Yesterday the United States Supreme Court, in a 5-4 decision, upheld the national ban on a midterm method of ending pregnancies sometimes referred to as partial birth abortion. The decision clears the way for states to pass new laws designed to discourage women from having abortions.
Of course President Bush could not keep silent on this one. In a statement issued by the White House, Bush welcomed the decision. “The Supreme Court’s decision is an affirmation of the progress we have made over the past six years in protecting human dignity and upholding the sanctity of life,” he said. “Today’s decision affirms that the Constitution does not stand in the way of the people’s representatives enacting laws reflecting the compassion and humanity of America.”
Somehow, Bush relates the notion of life to the sacred. But has Bush analyzed with any precision what sacred really means? We can look to the work of Giorgio Agamben (1998) as he writes about Homo Sacer (Sacred Life) in the following terms. The sacred is found in a double state of exception between the unpunishability of killing and the exclusion from sacrifice. Agamben’s analysis rests on a snippet from Pompeius Festus from the treatise On the Significance of Words in which Festus writes: The sacred man is the one whom the people have judged on account of a crime (this man has been excluded from the community). It is not permitted to sacrifice this man (to offer him up to the gods), yet he who kills him will not be condemned for homicide (he may be executed by the state without subjecting the executioner to the crime of murder). Agamben understands the sacred (sacer) then to take the form of this double exception both from the human and the divine sphere of influence, from the profane and the ‘religious’ spheres. The fact that sacrifice is taboo for homo sacer is another way of saying that what already belongs to the gods cannot be offered up to those very same gods and so is excluded from sacrificial consideration. At the same time, the homo sacer is included within the community as he/she takes the form of being able to be officially killed. “Life that cannot be sacrificed and yet may be killed is sacred life (Agamben. 1998, p. 82). Sovereignty lies at the crossroads of this double exception.
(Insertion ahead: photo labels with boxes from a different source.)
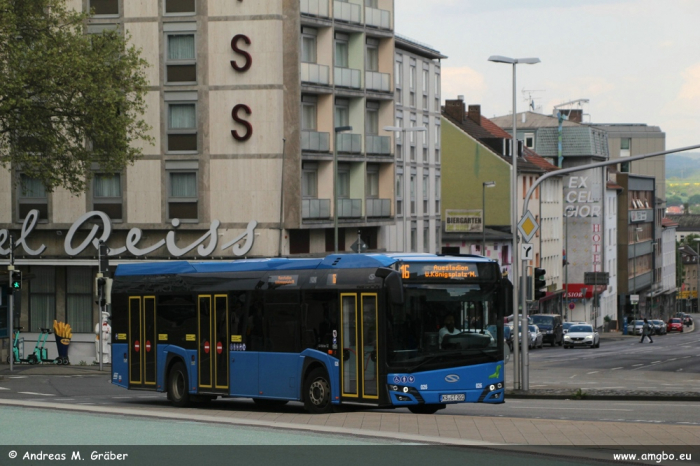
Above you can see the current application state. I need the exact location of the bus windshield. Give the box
[387,284,504,372]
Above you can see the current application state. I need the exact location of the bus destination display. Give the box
[399,262,479,280]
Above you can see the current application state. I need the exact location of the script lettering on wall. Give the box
[231,104,253,141]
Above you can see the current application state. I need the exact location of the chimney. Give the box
[445,96,465,123]
[467,105,481,126]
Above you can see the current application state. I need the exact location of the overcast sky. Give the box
[395,0,700,149]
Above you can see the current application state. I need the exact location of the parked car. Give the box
[564,324,600,348]
[632,320,644,335]
[561,322,588,335]
[532,314,564,346]
[666,317,683,333]
[651,320,666,335]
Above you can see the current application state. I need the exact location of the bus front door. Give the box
[129,296,158,388]
[197,295,229,394]
[340,293,379,404]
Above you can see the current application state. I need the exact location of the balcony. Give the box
[367,199,391,217]
[301,63,330,86]
[338,199,362,218]
[337,133,362,154]
[301,199,331,220]
[365,71,391,92]
[333,1,362,24]
[365,7,391,29]
[365,135,391,155]
[333,66,362,89]
[301,0,330,18]
[301,131,331,152]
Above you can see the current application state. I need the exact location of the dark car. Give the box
[532,314,564,346]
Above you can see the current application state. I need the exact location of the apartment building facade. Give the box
[384,35,447,254]
[0,0,396,362]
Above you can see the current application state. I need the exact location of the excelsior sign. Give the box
[0,210,258,257]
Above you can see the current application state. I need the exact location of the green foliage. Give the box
[0,0,152,194]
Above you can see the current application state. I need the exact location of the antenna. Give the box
[521,89,546,113]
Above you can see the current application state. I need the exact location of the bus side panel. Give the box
[259,353,304,400]
[112,343,129,388]
[301,349,340,404]
[156,345,170,392]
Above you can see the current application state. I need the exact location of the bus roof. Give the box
[114,253,493,277]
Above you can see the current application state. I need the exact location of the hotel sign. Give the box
[445,210,484,233]
[0,209,258,257]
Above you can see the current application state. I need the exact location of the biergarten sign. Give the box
[0,209,258,257]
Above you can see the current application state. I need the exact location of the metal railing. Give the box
[333,1,362,24]
[365,134,391,155]
[333,66,362,89]
[338,199,362,218]
[301,63,331,86]
[301,131,331,152]
[301,0,330,18]
[367,199,391,217]
[365,71,391,92]
[365,7,391,29]
[301,199,331,219]
[337,133,362,154]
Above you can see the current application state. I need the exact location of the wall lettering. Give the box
[231,104,253,141]
[231,34,253,72]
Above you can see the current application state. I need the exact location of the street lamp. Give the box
[481,181,496,256]
[333,126,352,254]
[489,55,540,390]
[382,126,428,252]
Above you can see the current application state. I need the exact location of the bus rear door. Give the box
[340,293,379,404]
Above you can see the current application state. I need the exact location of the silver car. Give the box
[564,324,600,348]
The sovereign sphere is the sphere in which it is permitted to kill without committing homicide and without celebrating a sacrifice, and sacred life–that is, life that may be killed but not sacrificed–is the life that has been captured in this sphere (Agamben, 1998, p. 83).
Bush trivializes the sacred when he speaks about upholding human dignity and the sanctity of life. What is really happening here is that the sovereign makes the choice to create an exception for women, to exclude women that opt for termination of pregnancy, to cause those women to become homo sacer. In the case of abortion, this amounts to a minority of religious zealots dictating policy while the rest of us stand by watching. What is being sacrificed here is precisely the sacred, that very quality Bush is so ready to protect. The Bush/Roberts court, by creating the exception that creates homo sacer effectively perpetrates a violence at the crossroads of the profane and the divine that is subtractive of both the profane and the divine.
Justice Ginsburg called the decision alarming. She argued as follows:
It “cannot be understood as anything other than an effort to chip away
at a right declared again and again by this court,” she said.
She said this dispute was about how, not whether, abortions would be
performed during the second trimester. Despite Kennedy’s talk of
“promoting fetal life,” the ban on the procedure “targets only a method
of abortion,” she said. “The woman may abort the fetus, so long as her
doctor uses another method, one her doctor judges less safe for her.”
She also called the decision demeaning to women. It “pretends” to protect
them “by denying them any choice in the matter,” she said.
Justice Ginsburg, in referencing the court’s desire to “chip away” at Roe v. Wade scolds the majority for ignoring precedent of over 40 years. If we are a nation of laws, then precedent must rule. I seem to recall that the conservatives yell most loudly about activist courts that simply rewrite the law to suit their needs. It seems that the Bush/Roberts court is turning down the road of activism…but, of course, it is activism that the radical right agrees with so no hue and cry from them now.
Justice Ginsburg’s remarks could also be considered in the light of Agamben’s view of homo sacer. By denying women choice the court excludes women from the process, creating an exception that stands at the crossroads and, therefore, falls within the power of the sovereign to dictate. This is a disturbing development in the democratic experiment called the United States.
References
Agamben, G. (1998). Homo Sacer: Sovereign power and bare life (D. Heller-Roazen, Trans.). Stanford, CA: Stanford University Press.